Families Need Further Discussion on End of Life Finances

Helping clients develop an estate plan may help them avoid certain tax consequences, Fidelity says.

According to findings from a recent Fidelity Investments Family & Finance Study, while the vast majority (90%) of parents and their adult children say it’s important to have frank conversations about estate plans and wills, all too often the discussions aren’t taking place—or at least, in a meaningful way.

While 70% of parents surveyed believe they’ve had detailed conversations with their children on the subject, more than one-half of their children claim this isn’t the case.

Even in the simplest of family situations, conversations that do not occur frequently and in detail may result in fairly substantial family disagreements and disconnects. For example, the Fidelity study found that seven in 10 parents and their children had major misconceptions about the value of the parent’s estate—and on average, children underestimated that value by $278,000.

In addition, while eight in 10 parents believe their children know where to find important documents such as wills, power of attorney and health care proxies, only two-in-three children actually report possessing this knowledge.

The potential for confusion only becomes greater—and the need to start planning even more urgent—when one considers that the modern-day concept of family may include stepchildren, in-laws and former spouses. Furthermore, an estate plan provides protection for those left behind, which may be especially important for loved ones requiring special care.

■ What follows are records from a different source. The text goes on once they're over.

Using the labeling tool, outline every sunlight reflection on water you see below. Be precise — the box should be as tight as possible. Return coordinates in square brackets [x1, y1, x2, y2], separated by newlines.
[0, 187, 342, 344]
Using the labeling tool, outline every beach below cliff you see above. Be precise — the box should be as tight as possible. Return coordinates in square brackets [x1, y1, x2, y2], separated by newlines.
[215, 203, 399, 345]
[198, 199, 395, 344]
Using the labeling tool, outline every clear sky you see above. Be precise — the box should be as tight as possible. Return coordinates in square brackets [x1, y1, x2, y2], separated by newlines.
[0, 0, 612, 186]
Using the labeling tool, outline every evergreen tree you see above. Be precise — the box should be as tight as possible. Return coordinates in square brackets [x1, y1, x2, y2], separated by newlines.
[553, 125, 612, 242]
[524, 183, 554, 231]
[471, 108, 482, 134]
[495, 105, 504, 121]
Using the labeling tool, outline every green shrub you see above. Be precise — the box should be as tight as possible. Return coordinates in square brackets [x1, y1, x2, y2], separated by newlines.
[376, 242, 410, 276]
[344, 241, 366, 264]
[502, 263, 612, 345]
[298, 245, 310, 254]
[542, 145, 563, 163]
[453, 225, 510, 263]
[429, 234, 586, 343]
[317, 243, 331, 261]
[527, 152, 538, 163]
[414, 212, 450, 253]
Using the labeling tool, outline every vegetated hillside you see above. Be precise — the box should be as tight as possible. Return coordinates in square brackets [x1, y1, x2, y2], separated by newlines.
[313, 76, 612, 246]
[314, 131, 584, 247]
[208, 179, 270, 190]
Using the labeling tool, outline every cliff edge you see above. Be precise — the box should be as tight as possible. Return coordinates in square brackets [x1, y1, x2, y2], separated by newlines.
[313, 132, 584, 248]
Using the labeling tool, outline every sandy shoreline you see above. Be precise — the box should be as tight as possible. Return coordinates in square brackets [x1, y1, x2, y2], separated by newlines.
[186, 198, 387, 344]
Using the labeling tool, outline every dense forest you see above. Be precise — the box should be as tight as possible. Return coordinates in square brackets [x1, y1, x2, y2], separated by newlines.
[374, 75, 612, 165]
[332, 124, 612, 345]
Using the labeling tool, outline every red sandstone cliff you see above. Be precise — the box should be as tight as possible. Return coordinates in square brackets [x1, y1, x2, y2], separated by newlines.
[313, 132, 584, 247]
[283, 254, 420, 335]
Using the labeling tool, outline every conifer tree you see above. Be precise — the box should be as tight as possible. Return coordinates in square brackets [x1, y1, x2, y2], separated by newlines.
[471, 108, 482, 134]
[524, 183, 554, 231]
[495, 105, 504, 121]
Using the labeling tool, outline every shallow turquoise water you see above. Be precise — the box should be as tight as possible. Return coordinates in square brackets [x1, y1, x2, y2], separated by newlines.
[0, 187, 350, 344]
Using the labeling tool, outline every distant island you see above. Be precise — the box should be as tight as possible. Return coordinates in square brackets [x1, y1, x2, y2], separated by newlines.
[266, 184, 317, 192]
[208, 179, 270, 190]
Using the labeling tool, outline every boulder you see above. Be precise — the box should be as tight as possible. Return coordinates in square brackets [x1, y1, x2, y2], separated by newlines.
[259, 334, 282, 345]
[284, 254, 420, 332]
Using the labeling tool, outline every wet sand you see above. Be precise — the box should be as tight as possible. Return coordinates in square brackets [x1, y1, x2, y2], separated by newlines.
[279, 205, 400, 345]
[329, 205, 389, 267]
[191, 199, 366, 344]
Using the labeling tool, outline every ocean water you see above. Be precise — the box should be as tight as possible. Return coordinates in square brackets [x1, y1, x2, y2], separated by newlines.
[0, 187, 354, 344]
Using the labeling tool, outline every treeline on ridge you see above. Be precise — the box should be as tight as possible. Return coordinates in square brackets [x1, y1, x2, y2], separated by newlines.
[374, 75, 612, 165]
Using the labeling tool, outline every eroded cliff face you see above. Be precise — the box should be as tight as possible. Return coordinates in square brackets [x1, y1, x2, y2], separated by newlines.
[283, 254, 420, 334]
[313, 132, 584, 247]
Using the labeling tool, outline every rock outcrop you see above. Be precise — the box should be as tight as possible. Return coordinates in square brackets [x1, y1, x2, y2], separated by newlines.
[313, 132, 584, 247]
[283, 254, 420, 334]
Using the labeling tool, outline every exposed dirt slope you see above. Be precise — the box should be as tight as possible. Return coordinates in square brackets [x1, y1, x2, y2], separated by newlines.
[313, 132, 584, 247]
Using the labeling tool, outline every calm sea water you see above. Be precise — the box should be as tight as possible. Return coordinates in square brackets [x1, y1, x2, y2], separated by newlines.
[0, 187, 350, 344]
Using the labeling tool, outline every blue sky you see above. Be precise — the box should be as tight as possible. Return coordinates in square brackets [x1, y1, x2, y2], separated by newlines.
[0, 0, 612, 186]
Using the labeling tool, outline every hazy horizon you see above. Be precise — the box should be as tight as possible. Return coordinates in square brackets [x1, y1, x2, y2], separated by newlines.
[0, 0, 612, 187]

Without a will, the state laws where a person resides may determine how the property is distributed upon one’s death, and this outcome may not be aligned with what was intended nor be appropriate for a specific situation.

NEXT: What an estate plan can do for clients

Regardless of one’s net worth, passing on assets to the next generation may involve a multitude of complex issues. Having an estate plan in place may help simplify the entire process, by allowing a person to accomplish a number of things, including the ability to:  

  • Preserve and maintain control over the transfer of assets;
  • Designate who will execute wishes if a person is incapacitated or passes away;
  • Protect the family’s privacy and possibly avoid probate;
  • Provide immediate access to liquidity;
  • Allow for the payment of bills in the event of incapacitation or death; and
  • Choose who beneficiaries will be and how they will receive assets.

Fidelity adds that having a sound estate plan in place may help one avoid certain tax consequences. Without proper planning, an individual could end up unnecessarily paying certain Federal estate taxes, as well as, possibly, state estate and inheritance taxes. For retirement assets, a good estate plan may help an individual avoid accelerated withdrawals from an IRA—which would cause a spike to income taxes, as opposed to a required minimum distribution (RMD) over an heir’s life.

“The study also reveals that more than two-thirds of adult children and their parents disagree about the appropriate time to initiate conversations about the parents’ finances. When it comes to legacy planning, generally speaking, the sooner the better,” says Kevin Ruth, Head of Wealth Planning and Personal Trust at Fidelity Investments. “Failing to have an estate plan in place can lead to significant family confusion once a beloved family member passes. Too often, it may result in costly mistakes or the wishes of a loved one’s estate and legacy plans going unfulfilled.”